The introduction of nanoLOT represents a significant advancement in the field of super-resolution imaging by providing a safer and more precise method for microvascular visualization. By utilizing 600-nanometer gold particles, this technique reduces the physiological risks associated with larger contrast agents while maintaining exceptional signal clarity. The study's findings suggest that these nanoporous structures could eventually be used to visualize how nanoparticles reach both vascular and potentially extravascular targets. This capability is particularly relevant for investigating neurovascular coupling mechanisms and the longitudinal microcirculatory changes that characterize neurodegenerative diseases. The researchers conclude that the nano-to-micro size transformation via plasmonic vapor bubbles is a viable strategy for enhancing optoacoustic signals in deep tissues. Future research may expand these applications to other organ systems or use the technology to monitor the delivery of therapeutic agents. The successful implementation of submicron particles ensures that nanoLOT can be safely applied in diverse biological contexts without the limitations of previous microparticle-based methods.

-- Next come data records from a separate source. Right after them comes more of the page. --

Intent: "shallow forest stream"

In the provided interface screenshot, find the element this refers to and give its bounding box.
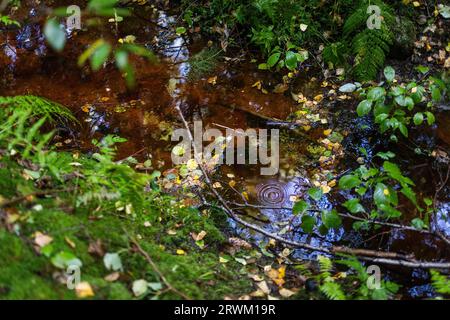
[0,0,450,299]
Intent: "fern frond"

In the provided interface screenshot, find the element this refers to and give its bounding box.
[0,95,78,123]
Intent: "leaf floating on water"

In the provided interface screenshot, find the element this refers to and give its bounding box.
[34,231,53,248]
[103,253,123,271]
[278,288,296,298]
[75,281,94,298]
[131,279,148,297]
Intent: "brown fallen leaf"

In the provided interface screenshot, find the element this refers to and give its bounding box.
[278,288,295,298]
[75,281,94,298]
[34,231,53,248]
[104,272,120,282]
[228,237,252,250]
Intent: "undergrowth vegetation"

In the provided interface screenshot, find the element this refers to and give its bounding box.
[184,0,415,81]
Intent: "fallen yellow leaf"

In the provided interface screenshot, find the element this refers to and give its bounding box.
[75,281,94,298]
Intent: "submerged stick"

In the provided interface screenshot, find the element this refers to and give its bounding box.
[175,101,450,269]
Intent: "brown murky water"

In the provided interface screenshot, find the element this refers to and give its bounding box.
[0,1,450,297]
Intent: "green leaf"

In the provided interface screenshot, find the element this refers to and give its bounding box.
[322,209,342,229]
[400,185,417,206]
[44,18,66,52]
[292,200,309,215]
[50,251,83,269]
[285,51,297,70]
[413,112,423,126]
[356,100,372,117]
[339,174,361,190]
[103,253,123,271]
[300,215,316,233]
[343,198,365,213]
[308,188,323,201]
[416,66,430,74]
[384,66,395,82]
[114,50,128,71]
[376,151,395,160]
[425,111,436,126]
[91,43,111,71]
[431,86,441,102]
[383,161,403,181]
[367,87,386,101]
[373,182,390,206]
[131,279,148,297]
[267,52,281,68]
[398,122,408,137]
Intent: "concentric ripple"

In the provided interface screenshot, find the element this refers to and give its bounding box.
[256,182,286,206]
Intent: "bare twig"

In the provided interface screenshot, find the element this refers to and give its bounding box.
[175,105,450,269]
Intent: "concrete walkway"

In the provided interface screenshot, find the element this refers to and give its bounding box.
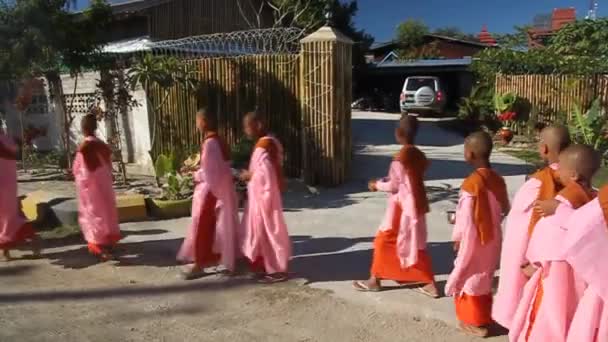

Based on this study's findings, the use of submicron particles significantly reduces the risk of embolisms caused by particle aggregation within the microvasculature. The 600 nm diameter allows the agents to navigate microvascular networks, such as those in the murine brain, without obstructing blood flow.

The authors state that nanoLOT anticipates new insights into neurovascular coupling mechanisms and longitudinal microcirculatory changes associated with neurodegenerative diseases. The researchers propose that this technology opens new avenues to visualize how nanoparticles reach both vascular and potentially extravascular targets in deep tissues.